One of the few remaining stalwarts true to the discipline of yellow tea craft, genuine Huang Ya from Meng Ding 蒙顶黄芽 "yellow tips from the misty peak" is a rare treat we are proud to serve.
Yellow tea craft sees a very similar production to green tea, yet a fermentation step midway through its processing requiring skill and experience renders this tea distinctive as well as nearly impossible to produce on a mass scale. For this reason, many corner-cutting imitations are to be found on the market.
Briefly, the production differences notable between green tea and yellow tea are:
A lower heat sha-qing or pan-frying, deactivating most but not all the enzymes responsible for oxidation of the leaves.
Still warm and moist off of the wok, the sprouts are then wrapped in a special paper and placed for a specific length of time in an insulated and humidity controlled box. This step mimics a kind of flash-oxidation to render the leaves nuttier and sweeter, yet since they are without oxygen in this anaerobic environment, this step is technically considered a fermentation. This is called 闷黄 Mèn huáng “covering yellow” and differs from 发酵 Fāxiào “to sour” which refers to the oxidation that red tea undergoes. Confusingly, 发酵 Fāxiào often gets automatically translated to “fermentation”!

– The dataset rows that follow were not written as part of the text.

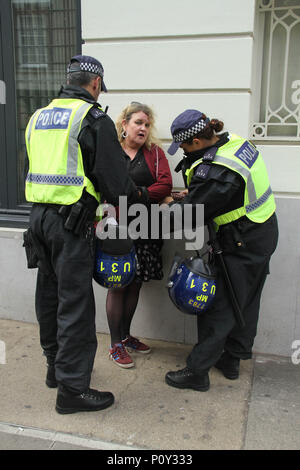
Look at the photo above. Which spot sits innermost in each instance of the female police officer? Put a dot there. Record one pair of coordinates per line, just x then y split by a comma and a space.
227, 174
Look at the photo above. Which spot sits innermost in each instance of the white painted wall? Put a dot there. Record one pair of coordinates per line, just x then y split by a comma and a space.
176, 55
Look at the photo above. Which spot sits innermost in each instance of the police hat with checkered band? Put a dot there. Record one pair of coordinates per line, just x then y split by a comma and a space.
86, 63
185, 126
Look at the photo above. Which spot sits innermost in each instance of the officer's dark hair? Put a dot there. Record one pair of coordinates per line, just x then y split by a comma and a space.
80, 78
214, 125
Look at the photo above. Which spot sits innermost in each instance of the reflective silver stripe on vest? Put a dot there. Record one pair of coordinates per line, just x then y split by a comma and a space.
260, 201
70, 178
243, 171
30, 126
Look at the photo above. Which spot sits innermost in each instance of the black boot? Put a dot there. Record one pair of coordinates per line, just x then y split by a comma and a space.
229, 365
91, 400
50, 377
186, 378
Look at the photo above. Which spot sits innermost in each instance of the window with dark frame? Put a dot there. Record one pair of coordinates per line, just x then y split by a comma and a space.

The buds are then re-fired in the wok & wrapped while still warm to ferment in its incubator. This wok to box process is completed up to a total of 4x with up to 72 hrs of fermentation. For adequate yellowing, the tea producer must closely observe moisture content, ensuring that the intermittent pan-frying maximally coaxes out flavor and aroma, yet doesn't dry out the leaves as to fully denature the enzymes so the fermentation can continue. The tea is then lightly charcoal baked and dried.
This tea was harvested on March 12th, at an elevation around 1200 meters, using the cultivar Mingshan Number 9.